I have a small Eclipse Java project which includes the XML export repair
and demonstrates how the repaired XML can be transformed through a series
of steps into a suitable XSL:FO format which can be converted to PDF,
Postscript or some document format (RTF, DOCX, ODT, WML) using either
Apache FOP or XMLmind FC (XFC). How do share this code? Do I have to be a
comitter on the project?
Alternatively post me an email or some otjher localtion I can post/send it
to...
Would be cool to see someone take my efforts a step further!
I have previously been looking into OAW and their EMF toolkit.

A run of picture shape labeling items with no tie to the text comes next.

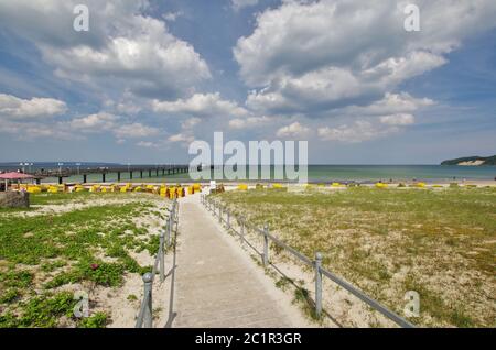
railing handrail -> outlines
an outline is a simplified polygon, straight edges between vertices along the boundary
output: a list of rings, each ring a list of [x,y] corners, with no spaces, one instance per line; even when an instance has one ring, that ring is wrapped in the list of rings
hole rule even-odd
[[[168,220],[166,220],[166,227],[165,227],[165,231],[166,231],[166,242],[165,242],[165,234],[162,231],[160,233],[160,245],[159,245],[159,251],[157,252],[155,255],[155,260],[153,262],[153,267],[151,273],[147,272],[143,275],[143,283],[144,283],[144,294],[143,294],[143,299],[141,300],[141,305],[140,305],[140,310],[138,313],[138,317],[136,320],[136,325],[134,328],[141,328],[147,327],[147,328],[151,328],[152,327],[152,288],[153,288],[153,281],[155,278],[157,272],[160,273],[160,281],[163,282],[165,280],[165,264],[164,264],[164,245],[165,243],[168,244],[168,247],[171,245],[171,232],[174,226],[174,222],[177,222],[177,199],[174,198],[174,200],[172,201],[172,208],[170,210]],[[177,231],[177,228],[176,230]],[[160,269],[159,269],[159,264],[160,264]]]
[[[219,203],[216,203],[213,199],[206,198],[205,195],[203,198],[203,204],[205,206],[207,205],[213,205],[214,208],[212,210],[212,212],[214,214],[214,216],[217,214],[215,211],[215,206],[218,207],[223,207]],[[224,206],[225,207],[225,206]],[[223,210],[224,211],[224,210]],[[229,211],[230,212],[230,211]],[[233,214],[230,214],[230,216],[233,216]],[[288,252],[290,252],[293,256],[295,256],[296,259],[299,259],[301,262],[305,263],[306,265],[311,265],[311,266],[317,266],[316,260],[311,260],[310,258],[308,258],[306,255],[300,253],[299,251],[296,251],[294,248],[288,245],[288,243],[283,242],[281,239],[274,237],[273,234],[269,233],[268,231],[268,227],[266,226],[266,229],[260,229],[254,225],[249,225],[248,222],[246,222],[246,220],[244,218],[238,218],[236,215],[234,215],[234,218],[236,218],[238,220],[238,222],[242,222],[242,225],[245,225],[246,227],[251,227],[252,230],[255,232],[257,232],[260,236],[265,236],[267,239],[270,239],[271,241],[273,241],[276,244],[278,244],[279,247],[283,248],[284,250],[287,250]],[[222,218],[219,218],[220,222],[222,222]],[[225,221],[226,222],[226,221]],[[235,233],[237,233],[238,236],[241,236],[239,232],[237,232],[233,227],[230,227],[230,225],[228,226],[228,229],[233,230]],[[242,237],[242,236],[241,236]],[[242,237],[244,241],[249,243],[248,240]],[[260,252],[258,252],[257,249],[255,249],[254,245],[249,244],[257,253],[260,254]],[[268,249],[268,247],[267,247]],[[263,255],[263,254],[261,254]],[[316,253],[316,255],[320,256],[320,253]],[[321,262],[322,258],[320,258]],[[265,256],[263,262],[266,265],[267,262],[267,258]],[[380,314],[382,314],[384,316],[386,316],[387,318],[389,318],[390,320],[392,320],[393,322],[396,322],[397,325],[403,327],[403,328],[414,328],[416,326],[413,324],[411,324],[410,321],[408,321],[407,319],[405,319],[403,317],[397,315],[396,313],[393,313],[392,310],[390,310],[389,308],[387,308],[386,306],[381,305],[379,302],[373,299],[371,297],[369,297],[367,294],[365,294],[363,291],[360,291],[359,288],[355,287],[354,285],[352,285],[351,283],[348,283],[347,281],[343,280],[342,277],[337,276],[336,274],[323,269],[320,264],[316,267],[316,274],[321,274],[324,275],[325,277],[327,277],[328,280],[333,281],[334,283],[336,283],[337,285],[339,285],[341,287],[343,287],[344,289],[348,291],[349,293],[352,293],[353,295],[355,295],[357,298],[359,298],[362,302],[366,303],[368,306],[370,306],[371,308],[376,309],[377,311],[379,311]],[[322,289],[322,285],[320,286],[320,288]],[[315,288],[316,291],[319,289],[319,287],[316,286]],[[319,305],[320,304],[320,305]],[[322,300],[315,300],[315,307],[317,308],[317,314],[320,314],[319,308],[322,307]]]

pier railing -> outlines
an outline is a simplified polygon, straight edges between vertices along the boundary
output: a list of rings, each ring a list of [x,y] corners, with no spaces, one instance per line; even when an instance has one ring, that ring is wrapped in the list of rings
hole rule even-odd
[[[179,205],[177,200],[174,199],[172,203],[171,210],[169,212],[169,218],[165,223],[164,230],[160,232],[160,245],[159,251],[153,263],[151,272],[147,272],[143,275],[143,299],[141,300],[140,311],[136,320],[136,328],[152,328],[153,327],[153,281],[155,275],[160,275],[160,282],[165,280],[165,247],[171,247],[173,244],[173,234],[175,241],[175,234],[177,233],[179,223]],[[175,225],[175,229],[174,229]],[[174,243],[175,244],[175,243]]]
[[[315,287],[314,287],[315,288],[315,291],[314,291],[315,299],[313,302],[315,305],[315,315],[317,317],[321,317],[323,314],[323,307],[322,307],[322,300],[323,300],[323,295],[322,295],[323,281],[322,280],[323,278],[322,277],[326,277],[326,278],[331,280],[332,282],[336,283],[338,286],[346,289],[347,292],[352,293],[354,296],[356,296],[358,299],[360,299],[362,302],[367,304],[373,309],[379,311],[385,317],[392,320],[398,326],[403,327],[403,328],[414,328],[414,325],[412,325],[410,321],[408,321],[403,317],[391,311],[389,308],[381,305],[379,302],[375,300],[374,298],[369,297],[363,291],[355,287],[351,283],[346,282],[342,277],[339,277],[336,274],[332,273],[331,271],[327,271],[324,267],[322,267],[323,255],[320,252],[316,252],[314,260],[312,260],[312,259],[308,258],[306,255],[300,253],[292,247],[288,245],[279,238],[271,234],[269,232],[268,225],[265,225],[263,228],[255,227],[255,226],[250,225],[249,222],[247,222],[245,218],[233,215],[233,212],[226,206],[220,204],[219,201],[216,201],[216,200],[207,197],[206,195],[201,195],[201,196],[202,196],[201,197],[202,204],[205,206],[205,208],[207,210],[212,211],[214,217],[215,216],[218,217],[219,223],[225,223],[228,232],[234,232],[236,236],[238,236],[241,239],[241,241],[244,243],[246,243],[257,254],[259,254],[261,256],[261,261],[262,261],[262,264],[265,267],[268,267],[270,264],[269,242],[272,241],[277,247],[285,250],[293,258],[295,258],[303,264],[311,266],[314,270],[314,273],[315,273]],[[236,228],[233,227],[233,225],[231,225],[233,220],[236,220],[239,223],[238,230],[236,230]],[[246,239],[246,233],[249,229],[262,238],[262,240],[263,240],[263,251],[262,252],[259,252],[258,249]]]

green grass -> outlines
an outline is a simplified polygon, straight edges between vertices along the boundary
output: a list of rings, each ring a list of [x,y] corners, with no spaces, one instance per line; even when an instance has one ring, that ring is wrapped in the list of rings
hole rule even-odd
[[[90,200],[94,196],[40,194],[31,198],[43,207]],[[119,287],[126,273],[142,275],[151,270],[139,265],[130,252],[147,250],[153,255],[159,238],[149,237],[148,229],[137,227],[131,218],[157,215],[151,203],[134,198],[58,215],[1,211],[0,327],[56,327],[63,316],[77,327],[105,327],[107,314],[74,319],[72,294],[57,288],[69,283]]]
[[[249,190],[218,197],[308,256],[322,252],[325,267],[400,314],[412,288],[407,276],[414,272],[422,305],[414,322],[496,325],[494,188]]]

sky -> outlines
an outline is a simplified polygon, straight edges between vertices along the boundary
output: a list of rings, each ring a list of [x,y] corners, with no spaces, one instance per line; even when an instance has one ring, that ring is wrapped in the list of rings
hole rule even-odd
[[[312,164],[493,155],[495,18],[494,0],[0,0],[0,162],[187,163],[215,131],[308,141]]]

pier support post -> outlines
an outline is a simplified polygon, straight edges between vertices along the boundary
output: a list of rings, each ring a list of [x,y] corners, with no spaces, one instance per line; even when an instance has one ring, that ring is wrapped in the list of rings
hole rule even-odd
[[[322,254],[315,254],[315,315],[322,315]]]
[[[269,265],[269,226],[263,226],[263,266]]]

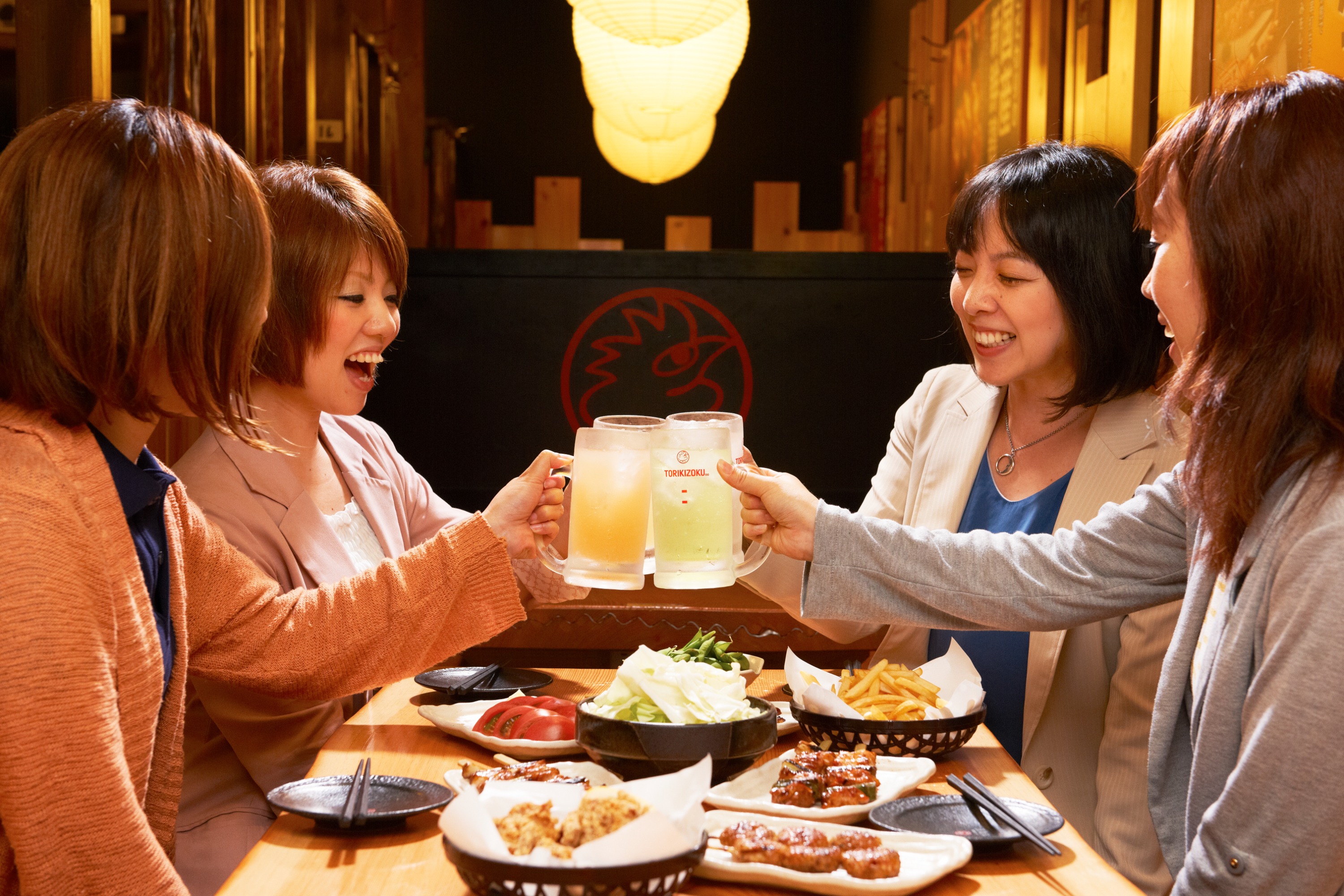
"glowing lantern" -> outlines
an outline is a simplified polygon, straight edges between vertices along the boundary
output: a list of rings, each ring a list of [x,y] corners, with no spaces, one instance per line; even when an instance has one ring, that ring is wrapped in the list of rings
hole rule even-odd
[[[570,0],[602,31],[630,43],[668,47],[718,28],[746,0]]]
[[[661,184],[680,177],[700,164],[714,140],[714,116],[695,130],[673,140],[640,140],[613,126],[601,111],[593,111],[593,136],[612,168],[645,184]]]
[[[644,140],[672,140],[723,105],[747,46],[745,3],[718,27],[665,46],[618,38],[589,21],[582,5],[579,0],[574,9],[574,46],[583,62],[583,89],[612,125]]]

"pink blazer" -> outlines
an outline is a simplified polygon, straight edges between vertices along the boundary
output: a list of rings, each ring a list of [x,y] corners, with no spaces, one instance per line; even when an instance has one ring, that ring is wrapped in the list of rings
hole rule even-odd
[[[320,426],[345,486],[388,557],[470,517],[434,494],[376,423],[323,414]],[[355,575],[327,517],[281,455],[207,430],[173,473],[224,536],[282,590]],[[546,603],[587,594],[535,560],[515,560],[513,570]],[[187,699],[179,832],[230,811],[270,815],[265,794],[302,778],[349,709],[348,699],[281,700],[198,678],[188,681]]]

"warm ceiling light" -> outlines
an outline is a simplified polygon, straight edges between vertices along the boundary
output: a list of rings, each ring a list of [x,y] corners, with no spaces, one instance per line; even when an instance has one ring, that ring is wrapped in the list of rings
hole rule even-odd
[[[613,126],[594,110],[593,136],[612,168],[645,184],[661,184],[700,164],[714,140],[714,116],[675,140],[640,140]]]
[[[655,47],[667,47],[718,28],[746,0],[570,0],[602,31]]]
[[[745,3],[718,27],[667,46],[618,38],[589,21],[582,4],[578,0],[574,9],[574,46],[583,62],[583,89],[610,124],[642,140],[672,140],[723,105],[747,46]]]

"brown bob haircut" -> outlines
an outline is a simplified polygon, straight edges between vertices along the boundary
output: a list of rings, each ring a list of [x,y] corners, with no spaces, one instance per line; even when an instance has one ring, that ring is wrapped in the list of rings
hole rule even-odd
[[[1191,416],[1181,485],[1215,568],[1231,566],[1270,485],[1344,455],[1344,82],[1298,71],[1224,93],[1148,152],[1138,208],[1184,212],[1204,332],[1167,416]],[[1163,224],[1163,220],[1157,222]]]
[[[69,106],[0,153],[0,398],[75,426],[97,402],[187,407],[251,445],[266,208],[214,132],[134,99]]]
[[[327,337],[327,317],[360,250],[379,257],[406,293],[406,240],[387,206],[364,181],[335,167],[286,161],[257,172],[270,207],[270,317],[257,372],[282,386],[304,384],[304,359]]]

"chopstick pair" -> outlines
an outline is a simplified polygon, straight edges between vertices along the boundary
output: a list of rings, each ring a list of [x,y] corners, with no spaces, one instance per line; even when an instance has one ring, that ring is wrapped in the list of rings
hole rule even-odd
[[[966,802],[980,806],[982,810],[988,811],[991,815],[1003,821],[1019,834],[1030,840],[1034,845],[1046,850],[1051,856],[1063,854],[1059,852],[1058,846],[1038,834],[1031,825],[1019,818],[1013,810],[1008,809],[1008,806],[999,799],[999,797],[991,793],[988,787],[980,783],[980,779],[974,775],[968,772],[965,780],[961,780],[957,775],[948,775],[946,780],[953,790],[960,793],[966,799]]]
[[[349,793],[345,794],[345,806],[340,810],[341,829],[363,827],[368,819],[368,776],[374,768],[374,759],[360,759],[355,768],[355,776],[349,782]]]
[[[499,670],[500,670],[500,664],[492,662],[491,665],[485,666],[484,669],[481,669],[480,672],[477,672],[474,676],[472,676],[466,681],[461,681],[461,682],[453,685],[452,688],[448,689],[448,692],[450,695],[453,695],[454,697],[460,697],[460,696],[462,696],[465,693],[470,693],[472,689],[476,688],[476,685],[481,684],[487,678],[492,678],[495,676],[495,673],[499,672]]]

I think you could leverage the OAW framework to automate importing
documentation written in Microsoft Word. I imagine you could setup a
folder structure with the word documents saved as (filtered) htm,
including their resources (pictures) and a small metadata file (xml) for
each folder.
Then traverse the whole folder structure and generate the appropriate XMI
model, upload the images into the /ressources folder of the plugin and
reconfigure the internal img hrefs to point to the images in the
/ressources folder. I also noticed, that the Express Word to HTML
converter ignores a lot of special characters if they have not been
properly ecaped (such as danish character æ,ø,å). All the .htm files
should therefore be properly HTML encoded before they are converted.